Set realistic goals to help your son/daughter launch into healthy adulthood. They will have to change their problem-solving system and patterns of anxiety. They will eventually have the skills and confidence to establish themselves and pursue their goals independently.
Set realistic expectations and stick to the consequences. If you think it’s time for your college dropout to take financial responsibility, stop footing the bill. Make an ultimatum and don’t back down. Allow your son/daughter 60 days to find a job so they can pay their phone bill or you will stop helping them pay for it.
If they want to have a phone, they will probably make a real effort to find employment. The same goes for helping with car payments or auto insurance. Being an adult means taking care of your own bills.
If your son/daughter dropped out of college because of anxiety or a mental health issue, be supportive and find resources to get the help they need. Students need to be confident and focused. When bad feelings creep in on top of a heap of college work, it can be overwhelming.
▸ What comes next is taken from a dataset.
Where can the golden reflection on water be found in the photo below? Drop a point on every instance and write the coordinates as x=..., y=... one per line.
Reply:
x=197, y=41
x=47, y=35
Don’t be judgmental, but don’t be a pushover if your child is starting to take advantage of the cushion you’re willing to provide. Support, encourage, and positively motivate your son/daughter as they find their way as a young adult.
Final Thoughts – College Dropout Living with Parents
A college dropout living with their parents can be frustrating to the family. They expected them to finish school and start their careers as soon as possible but it did not pan out that way.
There are always going o be struggles along the way of life and finishing college can be one of them. The best thing we can do is ensure that the dropout at least has plans to finish or to start becoming independent.
The last thing you want as a parent is for your child to not be pursuing anything at all and to become dependent on you. This will slow his progress down from becoming an adult and they can get used to being comfortable without taking action.
What you need to do as a parent is to accept what has happened, talk to them about their next step, and help them decide when and how they will become independent.